Training pipeline for end-to-end span-based coreference resolution.

Trains the model with joint optimization of:

Span detection (mention vs non-mention)
Pairwise coreference (coreferent vs not)

Loss = span_weight span_loss + coref_weight coref_loss

Includes early stopping based on CoNLL F1 score on dev set.

Example

# Train model
{:ok, models, params, history} = E2ETrainer.train(
  train_data,
  dev_data,
  vocab,
  epochs: 25,
  batch_size: 16,
  learning_rate: 0.0005
)

# Save models
E2ETrainer.save_models(models, params, vocab, "priv/models/en/e2e_coref")

Summary

Types

models()

params()

Functions

load_models(base_path)

Load trained models from disk.

save_models(models, params, vocab, base_path)

Save trained models to disk.

train(train_data, dev_data, vocab, opts \\ [])

Train end-to-end coreference model.

Types

models()

@type models() :: %{
  encoder: Axon.t(),
  span_scorer: Axon.t(),
  pair_scorer: Axon.t(),
  width_embeddings: Axon.t(),
  config: map()
}

params()

@type params() :: %{
  encoder: map(),
  span_scorer: map(),
  pair_scorer: map(),
  width_embeddings: map()
}

Functions

load_models(base_path)

@spec load_models(Path.t()) :: {:ok, models(), params(), map()} | {:error, term()}

Load trained models from disk.

Parameters

base_path - Base path where models were saved

Returns

{:ok, models, params, vocab} - Loaded models
{:error, reason} - Load error

save_models(models, params, vocab, base_path)

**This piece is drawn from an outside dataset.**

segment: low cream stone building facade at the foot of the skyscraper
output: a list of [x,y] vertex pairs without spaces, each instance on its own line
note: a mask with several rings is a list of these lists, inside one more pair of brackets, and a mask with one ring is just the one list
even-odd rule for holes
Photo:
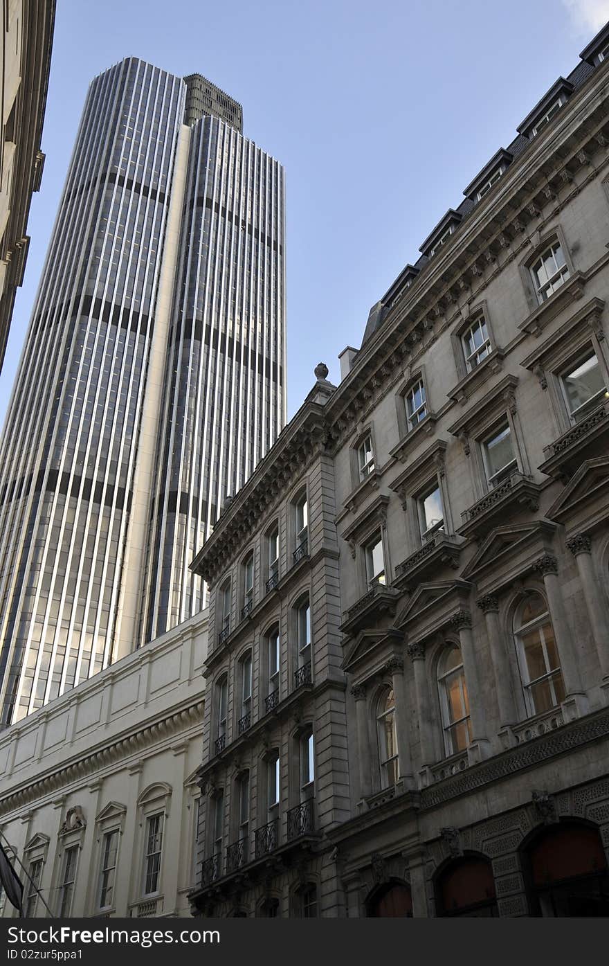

@spec save_models(models(), params(), map(), Path.t()) :: :ok | {:error, term()}

Save trained models to disk.

Parameters

models - Model structures
params - Model parameters
vocab - Vocabulary map
base_path - Base path for saving (directory will be created)

Returns

:ok - Success
{:error, reason} - Save error

train(train_data, dev_data, vocab, opts \\ [])

@spec train([map()], [map()], map(), keyword()) ::
  {:ok, models(), params(), map()} | {:error, term()}

Train end-to-end coreference model.

Parameters

train_data - Training data (spans + labels)
dev_data - Development data (for early stopping)
vocab - Vocabulary map
opts - Training options

Options

:epochs - Number of epochs (default: 25)
:batch_size - Batch size (default: 16)
:learning_rate - Learning rate (default: 0.0005)
:hidden_dim - LSTM hidden dimension (default: 256)
:dropout - Dropout rate (default: 0.3)
:patience - Early stopping patience (default: 3)
:span_loss_weight - Weight for span loss (default: 0.3)
:coref_loss_weight - Weight for coref loss (default: 0.7)
:max_span_width - Maximum span width (default: 10)
:top_k_spans - Keep top K spans per sentence (default: 50)

Returns

{:ok, models, params, history} - Trained models and history
{:error, reason} - Training error